A likely better option is to use a tool that specifically supports explicit genotyping of known sites, such as freebayes or potentially something like varlociraptor. While these options are not currently implemented in snpArcher, this is something we would like to support in the future (although a specific timeline is hard to predict).

On the other hand, I've successfully run snpArcher on ~1500 codfish individuals in a couple of weeks, so it is plausible that you could potentially just genotype your whole dataset directly. The main limitation is that we still have some scalability issues with the final merge step where all the individual intervals are gathered into the final VCF, but we could easily prioritize solving this issue if you go this route.

In any case, because the most computationally costly step is generating the gVCF file with HaplotypeCaller, it would certainly make sense to start with a small dataset. If you decide to scale up and run snpArcher on the full dataset, you can reuse the gVCFs from the first run (snpArcher will do this automatically if you keep everything in the results directory); if you decide to pursue an alternative genotyping approach, you'll have your VCF to use from the first run.

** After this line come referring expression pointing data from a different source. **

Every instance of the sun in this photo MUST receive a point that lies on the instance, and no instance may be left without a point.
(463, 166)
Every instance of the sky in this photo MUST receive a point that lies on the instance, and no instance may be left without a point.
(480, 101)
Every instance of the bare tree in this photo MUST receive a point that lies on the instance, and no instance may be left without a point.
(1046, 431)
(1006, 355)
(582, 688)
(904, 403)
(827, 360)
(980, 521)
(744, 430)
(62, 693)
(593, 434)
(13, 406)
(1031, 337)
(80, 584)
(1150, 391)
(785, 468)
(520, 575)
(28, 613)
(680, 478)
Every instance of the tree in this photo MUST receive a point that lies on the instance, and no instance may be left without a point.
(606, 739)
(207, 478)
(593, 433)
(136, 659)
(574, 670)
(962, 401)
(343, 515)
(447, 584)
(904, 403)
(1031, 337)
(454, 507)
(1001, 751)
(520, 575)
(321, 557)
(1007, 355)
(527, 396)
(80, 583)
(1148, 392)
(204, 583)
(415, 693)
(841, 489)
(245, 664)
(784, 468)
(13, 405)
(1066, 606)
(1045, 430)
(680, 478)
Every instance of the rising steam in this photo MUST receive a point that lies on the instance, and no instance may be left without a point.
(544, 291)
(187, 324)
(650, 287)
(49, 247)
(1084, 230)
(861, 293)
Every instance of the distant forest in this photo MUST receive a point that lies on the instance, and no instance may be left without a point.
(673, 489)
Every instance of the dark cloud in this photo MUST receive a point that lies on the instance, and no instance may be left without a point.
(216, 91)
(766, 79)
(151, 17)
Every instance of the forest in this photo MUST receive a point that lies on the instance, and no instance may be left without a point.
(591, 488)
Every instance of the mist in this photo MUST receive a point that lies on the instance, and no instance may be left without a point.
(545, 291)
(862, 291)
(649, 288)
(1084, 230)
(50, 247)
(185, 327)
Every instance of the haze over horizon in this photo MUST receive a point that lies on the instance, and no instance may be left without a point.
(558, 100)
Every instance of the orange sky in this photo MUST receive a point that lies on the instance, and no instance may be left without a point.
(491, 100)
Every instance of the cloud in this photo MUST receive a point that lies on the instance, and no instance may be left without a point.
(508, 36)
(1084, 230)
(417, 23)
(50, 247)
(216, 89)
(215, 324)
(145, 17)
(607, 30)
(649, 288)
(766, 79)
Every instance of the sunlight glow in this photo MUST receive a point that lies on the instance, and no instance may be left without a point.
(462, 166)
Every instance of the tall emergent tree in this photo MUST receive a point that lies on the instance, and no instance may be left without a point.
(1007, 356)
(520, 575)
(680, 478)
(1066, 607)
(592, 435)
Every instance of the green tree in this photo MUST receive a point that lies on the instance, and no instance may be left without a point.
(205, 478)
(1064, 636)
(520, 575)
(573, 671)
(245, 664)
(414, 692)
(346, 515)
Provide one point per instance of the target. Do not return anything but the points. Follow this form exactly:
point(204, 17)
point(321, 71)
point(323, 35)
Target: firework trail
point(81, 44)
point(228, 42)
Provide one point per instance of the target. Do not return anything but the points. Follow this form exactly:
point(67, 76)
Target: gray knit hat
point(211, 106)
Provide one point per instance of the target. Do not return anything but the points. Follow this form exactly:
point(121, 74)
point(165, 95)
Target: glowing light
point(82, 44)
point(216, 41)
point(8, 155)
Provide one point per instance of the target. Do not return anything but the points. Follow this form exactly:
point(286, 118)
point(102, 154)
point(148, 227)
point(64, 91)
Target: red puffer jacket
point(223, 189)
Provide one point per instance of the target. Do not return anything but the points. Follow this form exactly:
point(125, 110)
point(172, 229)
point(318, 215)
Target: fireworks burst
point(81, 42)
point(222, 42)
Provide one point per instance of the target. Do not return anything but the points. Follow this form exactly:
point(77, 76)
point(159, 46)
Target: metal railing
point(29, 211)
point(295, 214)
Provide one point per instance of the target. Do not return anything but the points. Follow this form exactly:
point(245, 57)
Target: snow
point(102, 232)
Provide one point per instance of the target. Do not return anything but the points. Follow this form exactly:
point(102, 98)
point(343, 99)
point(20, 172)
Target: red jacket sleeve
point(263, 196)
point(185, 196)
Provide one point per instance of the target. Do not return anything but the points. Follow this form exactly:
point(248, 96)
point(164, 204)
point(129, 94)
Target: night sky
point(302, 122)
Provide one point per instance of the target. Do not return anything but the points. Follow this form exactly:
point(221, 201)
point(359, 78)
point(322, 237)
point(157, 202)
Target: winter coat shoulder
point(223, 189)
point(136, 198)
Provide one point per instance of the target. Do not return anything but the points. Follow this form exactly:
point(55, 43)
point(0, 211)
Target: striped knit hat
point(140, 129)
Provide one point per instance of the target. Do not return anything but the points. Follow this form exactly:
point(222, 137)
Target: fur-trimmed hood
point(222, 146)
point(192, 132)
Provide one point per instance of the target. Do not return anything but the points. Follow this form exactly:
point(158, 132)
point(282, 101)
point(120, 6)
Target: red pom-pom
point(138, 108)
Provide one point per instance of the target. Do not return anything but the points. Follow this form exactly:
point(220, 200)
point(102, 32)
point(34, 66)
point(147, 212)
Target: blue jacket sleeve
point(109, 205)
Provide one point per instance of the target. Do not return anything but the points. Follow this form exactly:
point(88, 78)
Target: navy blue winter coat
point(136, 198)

Happy to help troubleshoot as you proceed, so please keep posting issues if you run into any problems.

Tim

TonyKess commented 4 months ago

Hi Tim,

Thanks for this! We are just getting to a point now for some projects where my ad-hoc bash scripts are no longer "safe" for large sample sizes or weird genomes, or a combo of both. I will try to go in the direction of genotyping g.vcfs as data from different projects get integrated. Follow up questions around speed - any idea if it's possible (or useful) to integrate GLnexus for .g.vcf genotyping?

tsackton commented 4 months ago

Integrating GLnexus would be a very interesting addition. It is not currently on our roadmap; our current focus has been Sention for speedup. But as that requires a commercial license it will not be accessible to all users. I haven't looked in detail at benchmarking comparisons of GLnexus vs GATK GenotypeGVCFs, to be honest, but based on the paper it seems reasonable to assume it would be an improvement.

Conceptually this would actually not be that difficult to implement, I don't think. It would basically replace the GATK DB and GenotypeGVCF rules with a GLnexus rule. It might require a tiny bit of refactoring to simplify the rule selection by config, but not too difficult.

We currently don't have a lot of spare developer time but I'll keep this issue open. And of course we are always happy to welcome contributions and pull requests, if you have any interest.